The maximum ITU-T P.863 MOS-LQO score is 4.5 in narrow-band while in super wideband mode this point lies at 4.75. Under some circumstances, when the reference signal contains noise or when the voice timbre is distorted, a transparent chain will not provide the maximum MOS score of 4.5 in narrowband mode or 4.75 in super wideband mode.

Below table compares PESQ and POLQA MOS scores:

Mode
P.862.1/2
MOSmin
P.862.1/2
MOSmax
POLQA
MOSmin
POLQA
MOSmax

NB
1
4.5
1
4.5

WB
1
4.5
 
 

SWB
 
 
1
4.75

G.107 R-Factor / Ie Value

POLQA also provides a mapping of the MOS-LQO score to the scale used by G.107 (e-model). The resulting parameter is equivalent to an Ie – Value. Many people also refer to it as an R-factor. The scale ranges from 0 (bad) up to 100 (best). All values below 60 indicate unacceptable quality.

Non-Perceptual Results

Attenuation

Especially all analog equipment modifies the level of the speech signal. A high attenuation generally leads to a worse perception of voice. In contrast to PESQ, POLQA does weight this as degradation of the signal. Knowing the value of the attenuation is also important for optimizing the overall system design. Attention should be paid to signals which show either a negative attenuation, or attenuations larger than approximately 10dB. In the first case, the signal was amplified instead of attenuated. This may eventually lead to level clipping during the transmission. In the second case, the quantization noise may become an important source of degradation, if low level analog signals are converted to the digital domain and are subsequently amplified in the digital domain.
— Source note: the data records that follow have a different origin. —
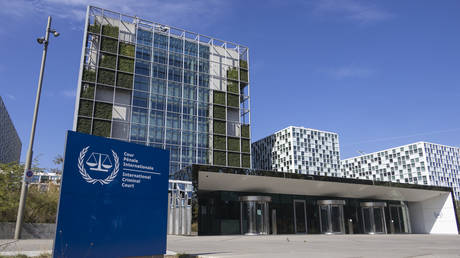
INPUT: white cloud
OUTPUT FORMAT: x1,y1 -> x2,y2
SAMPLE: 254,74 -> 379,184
314,0 -> 393,24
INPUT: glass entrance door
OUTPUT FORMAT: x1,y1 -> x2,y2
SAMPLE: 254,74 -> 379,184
294,200 -> 307,234
361,202 -> 387,234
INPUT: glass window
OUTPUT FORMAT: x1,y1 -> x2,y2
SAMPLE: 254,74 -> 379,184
151,79 -> 166,95
153,49 -> 168,64
168,82 -> 182,98
136,45 -> 152,61
134,75 -> 149,91
133,90 -> 149,108
153,33 -> 168,50
152,63 -> 166,79
135,60 -> 150,76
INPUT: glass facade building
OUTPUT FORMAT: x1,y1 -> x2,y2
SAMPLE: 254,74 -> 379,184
74,6 -> 251,173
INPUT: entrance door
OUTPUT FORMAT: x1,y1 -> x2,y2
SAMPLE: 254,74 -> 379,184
294,200 -> 307,234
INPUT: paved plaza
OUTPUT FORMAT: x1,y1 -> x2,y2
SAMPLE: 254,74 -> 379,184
0,235 -> 460,258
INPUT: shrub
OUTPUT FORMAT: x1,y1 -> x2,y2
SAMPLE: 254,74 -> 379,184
213,91 -> 225,105
102,24 -> 119,38
101,37 -> 118,54
213,105 -> 225,120
94,102 -> 112,119
228,137 -> 240,152
77,117 -> 91,134
97,69 -> 115,85
99,53 -> 117,69
228,153 -> 240,167
93,120 -> 111,137
213,120 -> 226,134
118,57 -> 134,73
213,135 -> 227,150
213,151 -> 226,166
227,94 -> 240,107
119,42 -> 134,57
78,99 -> 93,116
117,73 -> 133,89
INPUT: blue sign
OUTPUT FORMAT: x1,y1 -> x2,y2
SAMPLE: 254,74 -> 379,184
53,131 -> 169,257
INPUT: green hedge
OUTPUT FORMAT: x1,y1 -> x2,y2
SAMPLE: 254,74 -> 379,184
119,42 -> 135,57
93,120 -> 112,137
80,83 -> 94,99
241,139 -> 251,152
88,24 -> 101,34
77,117 -> 91,134
228,137 -> 240,151
117,73 -> 133,89
241,125 -> 249,138
118,56 -> 134,73
227,67 -> 238,80
97,69 -> 115,85
228,153 -> 240,167
213,105 -> 225,120
227,80 -> 240,94
241,154 -> 251,168
213,135 -> 227,150
99,53 -> 117,69
102,24 -> 120,38
94,102 -> 112,119
82,68 -> 96,82
101,37 -> 118,54
213,151 -> 226,166
213,120 -> 226,134
213,91 -> 225,105
78,99 -> 93,117
227,94 -> 240,107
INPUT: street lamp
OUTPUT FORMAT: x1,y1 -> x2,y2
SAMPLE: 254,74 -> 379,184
14,16 -> 59,240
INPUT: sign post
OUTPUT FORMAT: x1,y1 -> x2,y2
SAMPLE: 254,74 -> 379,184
53,131 -> 169,257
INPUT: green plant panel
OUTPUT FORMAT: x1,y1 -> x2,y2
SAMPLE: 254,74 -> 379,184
82,68 -> 96,82
101,37 -> 118,54
241,139 -> 251,152
241,154 -> 251,168
119,42 -> 135,57
241,125 -> 249,138
93,120 -> 112,137
227,67 -> 238,80
213,151 -> 226,166
228,153 -> 240,167
227,94 -> 240,107
97,69 -> 115,85
102,24 -> 119,38
80,83 -> 94,99
118,56 -> 134,73
227,80 -> 240,94
213,120 -> 226,134
94,102 -> 112,119
99,53 -> 117,69
117,73 -> 133,89
228,137 -> 240,151
240,70 -> 249,82
213,91 -> 225,105
78,99 -> 93,117
212,105 -> 225,120
77,117 -> 91,134
88,24 -> 101,34
240,60 -> 248,69
213,135 -> 227,150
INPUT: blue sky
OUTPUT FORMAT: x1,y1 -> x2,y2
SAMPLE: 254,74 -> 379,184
0,0 -> 460,167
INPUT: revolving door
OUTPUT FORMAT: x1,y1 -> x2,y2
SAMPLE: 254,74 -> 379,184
318,200 -> 345,234
240,196 -> 271,235
360,202 -> 387,234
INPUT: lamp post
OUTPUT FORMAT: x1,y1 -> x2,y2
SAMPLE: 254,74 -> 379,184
14,16 -> 59,240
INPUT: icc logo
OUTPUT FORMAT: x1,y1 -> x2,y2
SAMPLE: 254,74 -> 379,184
78,146 -> 119,185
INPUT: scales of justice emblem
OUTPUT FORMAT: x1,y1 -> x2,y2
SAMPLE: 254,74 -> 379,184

Depending on the test setup, both cases may be ok and intended, but this has to be decided on a case by case basis.

In order to calculate the attenuation, POLQA computes P.56 like active speech levels of the reference as well as the degraded signal in dB. The level of the degraded signal minus the level of the reference signal is then used as the attenuation.

Level and Background Noise Measurements

In transmission systems it is frequently important to know the exact levels of the signals. Especially for VoIP systems and voice activity detection (VAD) it becomes also important to know the signal level during the silent intervals as well as during active speech. It is important, that the received background noise does not exceed a certain limit. Levels can be measured in dB if you want to relate the level directly to a sound pressure or electrical level, or as loudness levels.

Signal to Noise Ratio (SNR)

POLQA calculates the SNR for the reference and the degraded signal independently. The noise as well as the signal level is calculated by the VAD which POLQA uses for the temporal alignment.

Active Speech Ratio (ASR)

ASR is calculated by POLQA based on the information calculated by the Voice Activity Detection (VAD) which is part of the temporal alignment. The ASR defines the ratio between active speech and the overall signal length.